We finally took a (very small) vacation this summer. Went to Hersheypark. I don't think I have been since I was 10 or younger. Ken had never been (and was not thrilled about the idea of going to a park that was dedicated to sweets). The kids had a BLAST. Though we got delayed in getting there because of traffic, we spent an amazing 7 hours at the park. Amelia loved the carousel (which she rode at least 4 times) but hated the water park. Kieran and I waited in line for one of the big waterslides for about 45 minutes and loved every minute of it while we poured/shot water on those below us (or got shot/dumped on from those above us). Kieran rode the Comet coaster and a bunch of smaller rides with his sister (and some without her or us, which I think he loved). He is still wearing his "Reese's" bracelet, that identified how tall he is and which rides he could ride. I think if it ever falls off (or requires to be cut off) he is going to be devastated.
Ken and I had fun and learned a few things from this trip.

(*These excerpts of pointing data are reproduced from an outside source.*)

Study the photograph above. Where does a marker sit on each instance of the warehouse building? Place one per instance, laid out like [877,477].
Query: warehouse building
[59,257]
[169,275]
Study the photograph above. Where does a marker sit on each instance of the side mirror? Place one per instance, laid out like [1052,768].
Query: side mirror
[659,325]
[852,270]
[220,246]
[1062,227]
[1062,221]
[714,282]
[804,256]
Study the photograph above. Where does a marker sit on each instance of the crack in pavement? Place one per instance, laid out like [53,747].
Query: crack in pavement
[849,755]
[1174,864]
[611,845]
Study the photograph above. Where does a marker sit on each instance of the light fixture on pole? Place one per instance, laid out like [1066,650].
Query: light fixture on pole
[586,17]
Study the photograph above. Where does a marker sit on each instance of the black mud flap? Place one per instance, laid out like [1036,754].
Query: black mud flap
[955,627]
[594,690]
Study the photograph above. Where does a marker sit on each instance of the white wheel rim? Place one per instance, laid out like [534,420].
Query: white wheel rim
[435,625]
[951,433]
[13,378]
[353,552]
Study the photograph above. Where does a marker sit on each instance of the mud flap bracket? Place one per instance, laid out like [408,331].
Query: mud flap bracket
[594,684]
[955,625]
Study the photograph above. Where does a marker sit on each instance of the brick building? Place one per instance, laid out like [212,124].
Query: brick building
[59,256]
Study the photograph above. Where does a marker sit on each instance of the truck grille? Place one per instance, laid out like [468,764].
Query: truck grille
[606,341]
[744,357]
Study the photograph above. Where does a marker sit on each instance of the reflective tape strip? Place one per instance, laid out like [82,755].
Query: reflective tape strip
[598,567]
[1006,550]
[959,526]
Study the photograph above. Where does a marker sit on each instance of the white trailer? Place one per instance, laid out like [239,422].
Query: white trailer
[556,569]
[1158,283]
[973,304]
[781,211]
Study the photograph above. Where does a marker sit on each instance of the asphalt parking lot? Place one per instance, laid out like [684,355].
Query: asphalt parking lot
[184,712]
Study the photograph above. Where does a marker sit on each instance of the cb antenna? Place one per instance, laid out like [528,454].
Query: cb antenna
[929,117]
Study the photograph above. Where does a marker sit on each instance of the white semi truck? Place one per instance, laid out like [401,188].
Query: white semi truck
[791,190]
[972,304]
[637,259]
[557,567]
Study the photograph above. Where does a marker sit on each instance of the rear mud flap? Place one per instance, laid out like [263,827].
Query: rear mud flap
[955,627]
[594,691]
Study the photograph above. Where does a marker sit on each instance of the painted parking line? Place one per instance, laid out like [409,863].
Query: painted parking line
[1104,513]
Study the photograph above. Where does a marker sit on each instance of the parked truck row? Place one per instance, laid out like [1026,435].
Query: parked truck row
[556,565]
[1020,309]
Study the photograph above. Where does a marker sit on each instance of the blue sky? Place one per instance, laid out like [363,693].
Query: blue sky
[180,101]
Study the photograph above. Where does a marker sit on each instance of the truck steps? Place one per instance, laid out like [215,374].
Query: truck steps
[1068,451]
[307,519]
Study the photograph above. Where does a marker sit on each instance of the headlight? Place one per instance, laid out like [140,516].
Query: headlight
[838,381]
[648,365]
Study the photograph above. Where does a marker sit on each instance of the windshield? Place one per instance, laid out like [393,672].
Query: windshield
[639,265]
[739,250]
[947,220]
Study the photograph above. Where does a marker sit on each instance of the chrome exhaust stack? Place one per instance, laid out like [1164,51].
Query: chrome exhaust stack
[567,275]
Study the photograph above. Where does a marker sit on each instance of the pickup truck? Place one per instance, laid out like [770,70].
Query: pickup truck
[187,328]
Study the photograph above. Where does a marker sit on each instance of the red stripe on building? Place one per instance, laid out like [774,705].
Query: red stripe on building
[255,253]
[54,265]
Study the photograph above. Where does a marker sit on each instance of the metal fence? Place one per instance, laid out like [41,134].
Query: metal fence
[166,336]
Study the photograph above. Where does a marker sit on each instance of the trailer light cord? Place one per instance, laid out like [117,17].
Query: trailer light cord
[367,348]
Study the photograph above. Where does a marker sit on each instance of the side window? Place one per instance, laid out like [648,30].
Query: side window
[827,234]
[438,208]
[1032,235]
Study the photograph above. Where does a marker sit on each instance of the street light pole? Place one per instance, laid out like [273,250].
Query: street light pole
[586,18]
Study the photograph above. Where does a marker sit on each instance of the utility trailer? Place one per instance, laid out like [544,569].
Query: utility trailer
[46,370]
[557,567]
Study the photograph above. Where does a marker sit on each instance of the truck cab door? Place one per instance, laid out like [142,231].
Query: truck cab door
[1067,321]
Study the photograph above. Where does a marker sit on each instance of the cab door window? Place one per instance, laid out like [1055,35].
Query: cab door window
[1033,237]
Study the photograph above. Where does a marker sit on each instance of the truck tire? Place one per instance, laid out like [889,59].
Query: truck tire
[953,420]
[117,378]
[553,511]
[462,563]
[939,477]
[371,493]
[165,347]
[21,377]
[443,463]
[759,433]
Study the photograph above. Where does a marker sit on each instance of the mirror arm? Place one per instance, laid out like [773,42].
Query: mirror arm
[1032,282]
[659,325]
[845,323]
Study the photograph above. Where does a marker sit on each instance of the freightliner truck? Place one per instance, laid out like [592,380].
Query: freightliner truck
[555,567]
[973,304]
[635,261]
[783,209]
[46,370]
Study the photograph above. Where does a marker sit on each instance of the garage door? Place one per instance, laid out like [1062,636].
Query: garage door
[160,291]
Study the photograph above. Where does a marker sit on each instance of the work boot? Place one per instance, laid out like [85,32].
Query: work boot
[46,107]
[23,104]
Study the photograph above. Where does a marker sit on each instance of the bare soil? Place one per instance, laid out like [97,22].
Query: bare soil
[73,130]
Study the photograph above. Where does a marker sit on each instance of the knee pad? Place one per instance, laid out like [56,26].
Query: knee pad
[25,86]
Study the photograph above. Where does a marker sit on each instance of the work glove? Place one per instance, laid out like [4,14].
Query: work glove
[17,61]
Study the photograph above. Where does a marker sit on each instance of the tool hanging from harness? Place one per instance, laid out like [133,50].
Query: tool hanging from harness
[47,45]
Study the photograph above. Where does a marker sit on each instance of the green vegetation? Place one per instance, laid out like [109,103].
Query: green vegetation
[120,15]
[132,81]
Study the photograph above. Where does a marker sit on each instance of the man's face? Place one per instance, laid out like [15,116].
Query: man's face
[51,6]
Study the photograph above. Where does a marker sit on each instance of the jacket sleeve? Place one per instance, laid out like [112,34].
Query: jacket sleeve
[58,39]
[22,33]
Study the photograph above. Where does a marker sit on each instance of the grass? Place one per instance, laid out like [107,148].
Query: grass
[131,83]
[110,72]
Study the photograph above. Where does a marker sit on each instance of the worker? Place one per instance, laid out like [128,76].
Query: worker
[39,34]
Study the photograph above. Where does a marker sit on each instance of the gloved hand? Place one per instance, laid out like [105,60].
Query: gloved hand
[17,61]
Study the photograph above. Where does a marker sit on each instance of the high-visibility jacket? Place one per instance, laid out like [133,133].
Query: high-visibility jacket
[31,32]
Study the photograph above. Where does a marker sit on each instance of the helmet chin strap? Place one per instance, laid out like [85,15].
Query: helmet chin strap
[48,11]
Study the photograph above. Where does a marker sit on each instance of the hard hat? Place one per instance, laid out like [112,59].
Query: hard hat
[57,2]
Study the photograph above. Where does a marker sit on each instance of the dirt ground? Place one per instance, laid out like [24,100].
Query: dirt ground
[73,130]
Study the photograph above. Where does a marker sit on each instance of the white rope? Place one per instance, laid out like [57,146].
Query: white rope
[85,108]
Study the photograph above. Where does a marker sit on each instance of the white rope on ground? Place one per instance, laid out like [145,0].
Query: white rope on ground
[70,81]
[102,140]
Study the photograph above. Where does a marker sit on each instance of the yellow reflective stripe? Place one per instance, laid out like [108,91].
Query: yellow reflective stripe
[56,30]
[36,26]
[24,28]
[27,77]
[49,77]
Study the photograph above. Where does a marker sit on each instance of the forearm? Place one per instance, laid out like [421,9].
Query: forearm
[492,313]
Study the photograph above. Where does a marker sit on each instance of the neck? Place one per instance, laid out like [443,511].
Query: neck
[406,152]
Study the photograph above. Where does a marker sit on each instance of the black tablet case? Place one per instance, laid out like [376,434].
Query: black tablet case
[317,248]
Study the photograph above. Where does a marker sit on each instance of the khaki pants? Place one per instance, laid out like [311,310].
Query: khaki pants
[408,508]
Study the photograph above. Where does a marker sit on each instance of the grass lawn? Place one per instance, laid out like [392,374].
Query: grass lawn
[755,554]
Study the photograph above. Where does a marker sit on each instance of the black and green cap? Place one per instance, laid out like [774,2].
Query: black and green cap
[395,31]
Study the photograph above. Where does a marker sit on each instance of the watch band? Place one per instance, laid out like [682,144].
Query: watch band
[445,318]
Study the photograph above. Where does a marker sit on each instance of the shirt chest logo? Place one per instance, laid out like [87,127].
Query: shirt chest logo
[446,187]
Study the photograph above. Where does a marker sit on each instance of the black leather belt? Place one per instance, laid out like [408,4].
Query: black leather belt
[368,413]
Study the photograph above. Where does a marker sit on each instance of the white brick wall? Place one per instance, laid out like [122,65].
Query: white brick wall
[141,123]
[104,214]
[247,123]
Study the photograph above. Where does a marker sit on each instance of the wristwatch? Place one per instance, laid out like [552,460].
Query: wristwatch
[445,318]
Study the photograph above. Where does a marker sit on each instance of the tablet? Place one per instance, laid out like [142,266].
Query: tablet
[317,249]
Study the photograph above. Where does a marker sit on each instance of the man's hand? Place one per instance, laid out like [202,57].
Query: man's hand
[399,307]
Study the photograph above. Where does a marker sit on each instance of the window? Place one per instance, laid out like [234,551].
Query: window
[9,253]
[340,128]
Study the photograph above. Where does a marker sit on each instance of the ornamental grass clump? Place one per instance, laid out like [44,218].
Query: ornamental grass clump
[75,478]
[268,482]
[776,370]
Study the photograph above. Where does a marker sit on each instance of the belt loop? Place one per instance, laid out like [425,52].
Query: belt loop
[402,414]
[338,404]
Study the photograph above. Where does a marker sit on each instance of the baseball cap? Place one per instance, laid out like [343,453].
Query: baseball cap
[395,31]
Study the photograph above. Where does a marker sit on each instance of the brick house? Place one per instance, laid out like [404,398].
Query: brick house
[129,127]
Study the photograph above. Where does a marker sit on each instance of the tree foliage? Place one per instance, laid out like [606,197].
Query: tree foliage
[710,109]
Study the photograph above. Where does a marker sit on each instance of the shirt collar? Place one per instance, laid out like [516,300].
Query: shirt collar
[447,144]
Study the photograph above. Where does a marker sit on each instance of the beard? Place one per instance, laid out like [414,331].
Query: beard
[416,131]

I think we'd go again next year (time and money allowing) and do it differently.
In the meantime, we've done something crazy and gotten a foster dog. Chewy (formerly Armand) needed a short-term foster to be rescued from the local shelter. He's nothing but skin and bones and has been very sweet. He has Lyme's disease (which is treatable and not communicable to us or Devin). Devin is enjoying having another dog to play with. The cats have not forgiven Ken. I'm not sure they ever will. He's a good dog, but I am definitely looking forward to him moving on to either a long-term foster or his forever home (we've been "shopping" him around the neighborhood) as two dogs is just too much for me. Thankfully, Ken agreed to take on all the dog walks while Chewy is around.
And now various stories....
Yesterday the dogs had been playing (loudly) and Ken told them "Enough!". They quieted down and laid down. Ken went to use the bathroom and while he was gone the dogs started playing again. I let them play as they were fine but it escalated a bit (aka got noisy) and just as I stood up to tell them to "Knock it off," Ken came back in the room. They both settled very quickly and looked at Ken as if to say "I don't know what she's talking about. We've just been sitting here quietly this whole time." Ken and I could not stop laughing at how the dogs really thought they had pulled one over on him.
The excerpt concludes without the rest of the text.